人口動態の観点でも、単身世帯の増加は続いており、賃貸需要の土台は大きく崩れにくい状況です。ただし、築古物件の増加や設備競争の激化により、物件ごとの差は今後さらに広がると考えられます。
つまり三ノ輪は、「エリアとしての将来性」よりも「物件選びによって資産性が大きく左右される市場」です。この点を見誤ると、同じ三ノ輪でも結果が大きく変わります。
実需で買っても「資産として強い物件」の条件

実需で購入する場合でも、将来の売却や賃貸を見据えた“出口設計”が不可欠です。特に三ノ輪では、この視点の有無で資産性に明確な差が出ます。
まず最も重要なのは駅距離です。一般的に徒歩10分以内が基準になりますが、実際の成約動向を見ると徒歩7分以内に収まる物件のほうが明らかに流動性が高い傾向があります。出口を意識するなら、このラインは一つの基準になります。

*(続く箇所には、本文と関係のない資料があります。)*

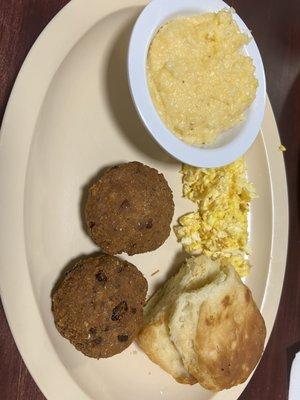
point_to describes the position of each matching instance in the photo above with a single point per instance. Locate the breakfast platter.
(96, 216)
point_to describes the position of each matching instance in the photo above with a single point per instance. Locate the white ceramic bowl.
(231, 144)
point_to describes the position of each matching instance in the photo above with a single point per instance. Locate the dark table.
(276, 27)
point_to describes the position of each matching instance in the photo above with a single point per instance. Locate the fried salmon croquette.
(98, 306)
(129, 209)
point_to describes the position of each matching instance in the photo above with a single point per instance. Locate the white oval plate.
(69, 115)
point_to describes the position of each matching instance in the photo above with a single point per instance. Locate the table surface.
(276, 27)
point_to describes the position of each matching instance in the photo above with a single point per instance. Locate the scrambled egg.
(200, 81)
(219, 228)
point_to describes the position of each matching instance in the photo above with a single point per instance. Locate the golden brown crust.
(230, 339)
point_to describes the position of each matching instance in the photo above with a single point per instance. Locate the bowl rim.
(153, 16)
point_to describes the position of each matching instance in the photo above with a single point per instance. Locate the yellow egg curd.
(219, 227)
(200, 81)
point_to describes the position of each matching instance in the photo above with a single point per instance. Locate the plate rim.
(14, 146)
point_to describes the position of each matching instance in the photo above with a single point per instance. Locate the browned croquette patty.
(98, 306)
(129, 209)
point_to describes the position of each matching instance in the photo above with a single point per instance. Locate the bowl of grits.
(197, 80)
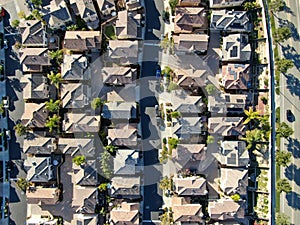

次に築年数です。新築は安心感がありますが価格が高く、利回りや値下がりリスクの観点では慎重な判断が必要です。一方で、築15〜25年程度の管理状態が良い物件は、価格とバランスが取りやすく、実需・投資の両面で扱いやすいゾーンです。
間取りについては、1LDKやコンパクトな2LDKが比較的流動性を確保しやすい傾向があります。単身・DINKSどちらにも対応できるため、売却時や賃貸時のターゲットが広がるからです。
現場でもよくあるのが、「今の住みやすさだけで選んだ結果、売るときに苦労する」というケースです。購入時に少し視点を広げるだけで、このリスクは大きく回避できます。
買ってはいけない三ノ輪物件の特徴
まず注意したいのが「利回りが高すぎる物件」です。一見魅力的に見えますが、立地や建物に問題があるケースが多く、結果的に空室や賃料下落で収支が崩れる可能性があります。
また、駅から遠い物件や周辺環境が弱い物件も注意が必要です。三ノ輪はエリアブランドでカバーできる地域ではないため、個別の立地条件がそのまま資産性に直結します。
さらに、管理状態が悪いマンションも避けるべきです。共用部の劣化や管理組合の機能不全は、将来的な売却価格に大きく影響します。見学時には室内だけでなく、建物全体の状態を確認することが重要です。
三ノ輪 vs 南千住・日暮里(資産性比較)

三ノ輪とよく比較されるのが南千住と日暮里です。日暮里は山手線アクセスと再開発の影響で価格が高く、資産性は安定していますが初期投資が大きくなります。
南千住は再開発により街並みが整っており、ファミリー層の需要も取り込みやすい一方で、価格は三ノ輪よりやや高めです。
それに対して三ノ輪は、価格を抑えながら都心アクセスを確保できる“中間ポジション”にあります。大きな値上がりは期待しにくいものの、購入ハードルが低く、実需と投資のバランスが取りやすい点が強みです。
三ノ輪で後悔しないための判断基準
三ノ輪で物件を選ぶ際は、「住みやすさ」だけで判断しないことが重要です。実際には、売却や賃貸といった出口を想定しておくことで、選ぶべき物件はかなり絞られます。
また、価格だけで判断するのも危険です。安さには必ず理由があり、その理由が将来的なリスクにつながることも少なくありません。購入時には、なぜこの価格なのかを冷静に見極める必要があります。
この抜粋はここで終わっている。